Interesting. That idea hadn't occurred to me.
This, btw, might have been the early context of the middle-eastern myth of the universal flood. It represented the universe reverting to its original formless state. The Mesopotamians were always a little afraid of that. Flood was the biggest natural danger in their river flood-plain and even rain tended to slowly dissolve their buildings, constructed of mud bricks. In the bible version, the older myth of reversion to chaos was incorporated into the Hebrews' own heavenly monarchy theory, so it was reinterpreted as a sign of their god's displeasure.
It stands to reason that the Mesopotamians felt "the wrath of God" stemming from a sort of paranoia that develops from relentless flooding. By contrast the Egyptians were in a safer zone on the lower Nile, where the spring melt from the higher Rift would cause the river to rise gently, irrigate the crops and leave fertile silt. And their gods are not vengeful.
It's a cosmogonic story, one that dates from long before anything like abstract philosophy existed. The earlier ancients, before the time of the Greeks and their contemporaries in India and China, tended to express their beliefs in the form of stories.
I think that's what's so remarkable about Enuma Elish. It seems to have no precedent. They lay out a series of simple declarative statements, as if to be propounding evidence. Most remarkable is that, while they have a word that translates as 'god' it's hard to imagine what it really means. These are not yet personal gods, and some of them are still not fully emerged from their embryonic stage as animist forces of nature.
Recognizing that this is an ancient cosmogonic story needn't imply that there isn't some original and fundamental undifferentiated state of the universe. (It's not water certainly, but perhaps something conceptually analogous to it, like an underlying quantum field or something.)
I see but aren't you slipping into that mode of presuming possible the thing proved false? Once we dismiss the account as myth, there is no other basis for saying that this water of quantum particles (or something) even exists, any more than to prefer the pictograph of a person crossed with a bull and reason that it might be foreshadowing evolution, or some similar exercise.
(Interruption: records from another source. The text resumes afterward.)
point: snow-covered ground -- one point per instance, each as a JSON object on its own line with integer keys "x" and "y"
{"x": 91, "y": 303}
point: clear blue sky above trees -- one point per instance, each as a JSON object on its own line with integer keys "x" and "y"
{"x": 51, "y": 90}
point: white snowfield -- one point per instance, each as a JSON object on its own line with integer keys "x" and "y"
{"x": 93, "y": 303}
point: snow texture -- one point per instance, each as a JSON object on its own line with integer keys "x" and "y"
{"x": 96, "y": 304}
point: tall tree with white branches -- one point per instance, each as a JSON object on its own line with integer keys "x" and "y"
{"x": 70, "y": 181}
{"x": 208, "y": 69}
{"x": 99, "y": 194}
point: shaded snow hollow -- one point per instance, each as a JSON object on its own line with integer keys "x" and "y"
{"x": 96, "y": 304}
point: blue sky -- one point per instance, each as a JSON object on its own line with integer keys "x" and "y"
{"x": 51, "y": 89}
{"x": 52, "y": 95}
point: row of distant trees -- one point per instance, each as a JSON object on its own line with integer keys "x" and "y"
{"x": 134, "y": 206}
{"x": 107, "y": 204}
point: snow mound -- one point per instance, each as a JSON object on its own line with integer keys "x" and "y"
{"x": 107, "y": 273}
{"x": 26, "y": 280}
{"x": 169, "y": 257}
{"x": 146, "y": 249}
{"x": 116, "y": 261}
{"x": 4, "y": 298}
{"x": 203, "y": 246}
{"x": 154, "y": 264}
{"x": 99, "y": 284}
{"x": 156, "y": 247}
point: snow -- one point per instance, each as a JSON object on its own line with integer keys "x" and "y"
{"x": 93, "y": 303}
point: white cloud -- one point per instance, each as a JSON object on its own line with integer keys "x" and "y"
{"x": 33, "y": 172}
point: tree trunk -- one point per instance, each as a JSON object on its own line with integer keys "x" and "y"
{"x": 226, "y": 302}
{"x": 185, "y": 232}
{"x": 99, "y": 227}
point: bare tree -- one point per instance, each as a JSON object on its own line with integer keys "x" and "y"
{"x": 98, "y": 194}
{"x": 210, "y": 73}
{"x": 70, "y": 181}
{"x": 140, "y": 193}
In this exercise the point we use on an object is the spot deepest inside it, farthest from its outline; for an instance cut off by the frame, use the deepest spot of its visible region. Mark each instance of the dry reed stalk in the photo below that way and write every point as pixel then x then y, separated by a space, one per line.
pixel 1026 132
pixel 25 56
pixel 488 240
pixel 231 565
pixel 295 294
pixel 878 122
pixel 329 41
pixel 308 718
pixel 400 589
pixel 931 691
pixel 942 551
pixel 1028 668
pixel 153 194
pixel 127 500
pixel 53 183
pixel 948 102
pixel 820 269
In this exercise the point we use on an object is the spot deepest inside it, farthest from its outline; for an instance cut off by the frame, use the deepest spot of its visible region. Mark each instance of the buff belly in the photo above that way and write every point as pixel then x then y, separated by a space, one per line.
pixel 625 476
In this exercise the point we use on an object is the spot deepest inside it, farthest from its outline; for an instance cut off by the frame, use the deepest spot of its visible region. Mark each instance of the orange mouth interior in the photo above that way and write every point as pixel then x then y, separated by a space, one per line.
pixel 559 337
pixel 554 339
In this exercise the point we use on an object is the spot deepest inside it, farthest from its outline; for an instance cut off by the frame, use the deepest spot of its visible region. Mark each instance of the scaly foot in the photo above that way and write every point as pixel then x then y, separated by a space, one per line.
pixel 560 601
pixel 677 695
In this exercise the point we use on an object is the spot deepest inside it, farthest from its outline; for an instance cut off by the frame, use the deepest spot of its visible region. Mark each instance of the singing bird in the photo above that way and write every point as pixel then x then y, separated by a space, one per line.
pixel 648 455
The personification thing is harder to justify. Nevertheless, it's just a fact of human nature that people tend to imagine abstractions as if they have at least some of the qualities of persons. (Especially the psychological qualities.) It's possible to speculate that whatever the original formless ground-state of being might be (let's call it 'Tiamat'), that it contains some procreative power within it that gives rise to everything else, along with some kind of purposiveness and intentionality.
Anthropologist Franz Boas (I think in
The Mind of Primitive Man) shed light on this generally. Here's a guy who around 1900 went off to study the last primitive peoples in regions of the Yukon and thereabouts--cultures which had not yet been contaminated by civilization. I looked for the passage but haven't yet found it: as I recall, he said that these people live in a state of constant fear of nature, that they recognize that their survival hinges on the slightest accident, injury or disease, and that they are under threat of constant attack from the most innocuous natural causes. They will walk through the world carefully, avoiding even to strip a leaf from a branch needlessly, fearing that the world strikes back at the slightest provocation. They were not given to ascribe any personas to these forces. They just believed that some force was flowing through all of nature which for some reason was prone to randomly attack and harm people, more so whenever they upset the balance. Enuma Elish reflects that to a degree, although it's organized into a causal chain with considerable effort given to relating events to each other. It seems to me that if the Native Americans who Boas studied were at that primitive stage of animism, then the early Mesopotamians were just step ahead of that, actually beginning to develop the idea of true gods out of those dangerous forces of nature.